What You Need To Know About Willow


Elea Gasmi

There are several recycling bins around Rocky, in the classrooms and in the hallways. It is important to remember to recycle our cans and bottles as much as possible to do what we can to help the environment.

Over five million people have manifested their discontent online by signing petitions to stop The Willow Project. Yet, on March 13, 2023, the Biden Administration

passed the act. The Willow Project has been in the news frequently lately and it has become a very controversial topic, as students are trying their best to stay informed. 

“Out of all the issues I’ve seen before, I’ve never done as much research about any of them as I did for the Willow Project,” junior Sydney Martin said when asked if she knew what the Willow Project was.

The sudden approval of the project has left many people wondering why the Willow Project was even needed. Since about a year ago, gas prices have become extremely high in most states around the country, as the war in Ukraine caused the American government to cut off oil supply trade with Russia, one of the main oil producers in the world. Now that the American government has to find another oil supplier, the Willow Project comes as an alternative to Russia’s oil. 


What is the Willow Project?

The Willow Project was introduced by the energy company ConocoPhillips’ to the Trump Administration in 2020. Yet, it is only this past month that president Joe Biden publicly announced that it had been approved. It consists of drilling up to 600 million barrels of oil from Alaska’s soil. It is to be the largest oil development on federal land. The drilling will allow American gas prices to decrease. 


What consequences will it have?

While the Arctic is already impacted by global warming, the new approval of the Willow Project will have irreversible consequences on carbon pollution, creating disturbances in weather patterns and ecosystems. The consequences of the Willow Project won’t be noticeable in a short period of time, as this project will take years to even get started. 

Alaska’s wildlife ecosystems, and Indigenous lands will be the first impacted by the oil drilling project. If wildlife is endangered, animals can force themselves into cities and create a disturbance in different ecosystems, and even cause species to become extinct.
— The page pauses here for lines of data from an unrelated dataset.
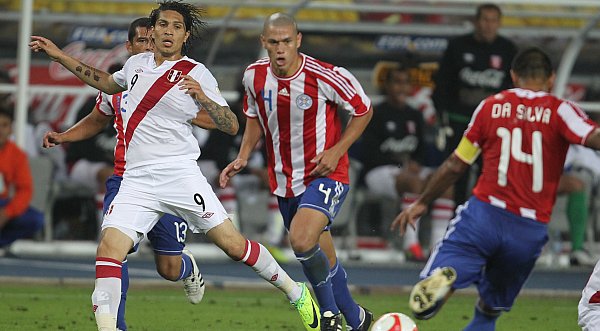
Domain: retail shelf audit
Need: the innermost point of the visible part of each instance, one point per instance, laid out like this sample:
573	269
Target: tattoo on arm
224	118
89	72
It takes up to 100 years for animals to adapt to a new ecosystem. 

Not only impacting inhabitants of the land, the Willow Project also fuels climate change, which is already a concerning problem that the planet has been facing for the last few decades. 


What can we do to help? 

Since most high school students are under 18 and aren’t of age for voting, many of them are left wondering what they can do to help at their level. 

“I’ve heard about the Willow Project on the news, but no one really tells us what we can do to help or how to make a difference as a teenager,” freshman Casey McCormac said when asked about the different ways to fight against the Willow Project. 

The most accessible way teenagers can help is probably social media. As the #StopWillow on the famous network TikTok shows, internet users from all over the world are showing their disapproval toward Biden’s recent announcement. 

Undergraduate students, such as from the University of Massachusetts, and activists from all over the country are getting together and organizing walkouts and protests to show their anger and discontent with ConocoPhillips’ newly approved Willow Project. 

Many petitions can be found online, such as the one organized by the website change.org that already has more than five million signatures, or the Stop Willow Project organized by the website protecttheartic.org where there are all different kinds of accessible resources to take action. 

“The younger generation is getting angrier, and this [climate change] is one of our number one issues. I know it is difficult to make actionable change alone, because we’re high school students who are not eligible for voting yet. But we can always make calls, sign petitions, send letters, organize protests, and make our voices heard,” junior Sydney Martin explained when discussing the different ways to help. 


Even if the Willow Project won’t create any short-term consequences, it is an environmental catastrophe that will matter in the future of the planet. Teenagers and young adults are worried about the impact this decision will have on climate change and how their lives will be affected later on. 

There are several ways to help in our everyday lives. It is important to stay informed and take actions as much as possible, such as signing petitions or going to protests. Combating global warming is an everyday fight that starts at home. Recycling, watching our water consumption, or buying from local stores can all make a difference.